Poppyseed French Clovers

I made up this type of bread, hence the bizarre name.


Lately I've been baking almost every day. But today, I made a frittata for supper (with the help of my sister-in-law) and we used up the ten eggs that were in the house. It somewhat limited my options for bread, though there are plenty of bread without them, I know. But I was also limited on time.


I used the Tassajara recipe for "French-style bread," which I've had a lot of success with in the past. I decided to add poppyseeds. About 1/3 cup of them. Why? I happen to have an excess of them in the house, for one, and secondly I've always been curious why I hardly see savoury breads featuring poppyseeds, except in the case of topping.


I found out why.


French Poppyseed Clovers


First of all, this bread is very pretty. I made them into clovers by shaping them into three balls and putting them in two greased muffin tins (again, my sister-in-law sped up the process by helping). The texture is quite lovely in terms of the crumb and there was nothing wrong with the rising, etc. But I think the poppyseeds were a mistake.

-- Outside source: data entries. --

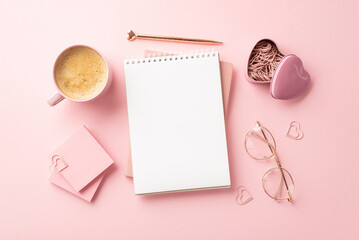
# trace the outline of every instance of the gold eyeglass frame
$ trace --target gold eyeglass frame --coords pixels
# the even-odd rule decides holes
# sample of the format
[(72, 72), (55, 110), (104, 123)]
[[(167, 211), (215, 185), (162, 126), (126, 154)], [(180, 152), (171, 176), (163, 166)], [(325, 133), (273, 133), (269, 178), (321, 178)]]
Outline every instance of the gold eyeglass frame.
[[(248, 139), (249, 135), (250, 135), (251, 133), (253, 133), (253, 132), (258, 132), (258, 128), (260, 129), (261, 133), (263, 134), (263, 137), (264, 137), (263, 140), (264, 140), (265, 143), (268, 145), (268, 147), (269, 147), (269, 149), (270, 149), (270, 151), (271, 151), (271, 153), (272, 153), (272, 155), (270, 155), (270, 156), (268, 156), (268, 157), (267, 157), (267, 156), (264, 156), (263, 158), (257, 158), (257, 157), (255, 157), (255, 156), (253, 156), (253, 155), (248, 151), (248, 149), (247, 149), (247, 139)], [(263, 129), (266, 130), (266, 131), (270, 134), (270, 136), (272, 137), (272, 139), (273, 139), (273, 145), (268, 141), (268, 138), (267, 138), (267, 136), (265, 135)], [(256, 122), (256, 126), (255, 126), (254, 128), (252, 128), (251, 130), (249, 130), (248, 133), (246, 134), (246, 137), (245, 137), (245, 140), (244, 140), (244, 147), (245, 147), (245, 149), (246, 149), (247, 154), (248, 154), (250, 157), (252, 157), (252, 158), (254, 158), (254, 159), (256, 159), (256, 160), (266, 160), (266, 159), (269, 159), (269, 158), (271, 158), (271, 157), (274, 157), (274, 159), (275, 159), (275, 161), (276, 161), (276, 163), (277, 163), (277, 167), (271, 168), (271, 169), (269, 169), (268, 171), (266, 171), (266, 172), (264, 173), (264, 175), (263, 175), (263, 177), (262, 177), (262, 187), (263, 187), (263, 189), (264, 189), (264, 192), (265, 192), (270, 198), (273, 198), (273, 199), (275, 199), (275, 200), (287, 200), (288, 202), (292, 202), (292, 201), (293, 201), (292, 195), (294, 194), (294, 191), (295, 191), (295, 185), (294, 185), (293, 177), (292, 177), (292, 175), (288, 172), (287, 169), (282, 168), (282, 165), (281, 165), (281, 163), (280, 163), (280, 161), (279, 161), (279, 158), (278, 158), (278, 154), (277, 154), (277, 152), (276, 152), (276, 142), (275, 142), (275, 139), (274, 139), (272, 133), (271, 133), (267, 128), (261, 126), (260, 123), (257, 121), (257, 122)], [(264, 187), (264, 178), (265, 178), (265, 176), (266, 176), (270, 171), (272, 171), (272, 170), (274, 170), (274, 169), (279, 169), (279, 171), (280, 171), (280, 173), (281, 173), (281, 181), (280, 181), (280, 185), (279, 185), (279, 187), (278, 187), (278, 191), (282, 188), (282, 184), (284, 183), (284, 185), (285, 185), (285, 187), (286, 187), (286, 190), (287, 190), (287, 194), (288, 194), (288, 197), (286, 197), (286, 198), (275, 198), (275, 197), (271, 196), (271, 195), (267, 192), (267, 190), (265, 189), (265, 187)], [(291, 180), (292, 183), (293, 183), (293, 192), (292, 192), (292, 193), (291, 193), (290, 190), (289, 190), (288, 182), (287, 182), (287, 179), (285, 178), (284, 171), (288, 174), (288, 176), (290, 177), (290, 180)]]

They seem to adopt a strangely salty taste in the dough, and don't add much in terms of flavour besides that. I'm trying to imagine in what situation I could eat these, and I can't really see it. Beside a soup? That's stretching it.


In any case, with my father-in-law visiting (did I mention I have a lot of family around right now?), they will disappear anyway. He will eat any of my breads, whether or not they succeed. As he said when he ate some of my "meh" hot cross buns, "Keep on failin.'"


In conclusion, this might have been fine had I resisted the urge to be weird and put in poppyseeds. Lesson learned. Next time I'll save them for the ridiculously amazing recipe for poppyseed pastries I have.

Comments

Mini Oven's picture
Mini Oven

Mom served them like dinner rolls.  I always enjoyed the pull apart feature while eating them soaking up plate juices and the like.  I have fond memories of helping to shape them.   


What if the poppy seeds were on the outside, dipping one side of the little dough balls into milk and then cracked seeds and turning up so they can brown while baking?  


I made a rye loaf with lots of poppy seed inside and nobody knew it.  I guess the poppy flavour might get lost in the dough and the toasting on the outside brings out the nutty taste.  Could be why I prefer a poppy strudel that is cut and raised more like cinnamon rolls exposing the poppy to browning than a covered strudel wrapped in dough.  


Salty?  interesting...



honeymustard's picture
honeymustard

The pull-apart feature is fun, for sure. And I've made a lot of bread with poppyseeds on the outside, which has been successful.


I feel like if this was a more substancial type of bread (e.g., not French bread), then the flavour of the poppyseeds might have actually worked out okay. Maybe something with milk and/or eggs?


And perhaps it wasn't quite salty. Nutty-salty? Strange. Maybe my poppyseeds were out of date. Oh well, I can't win them all!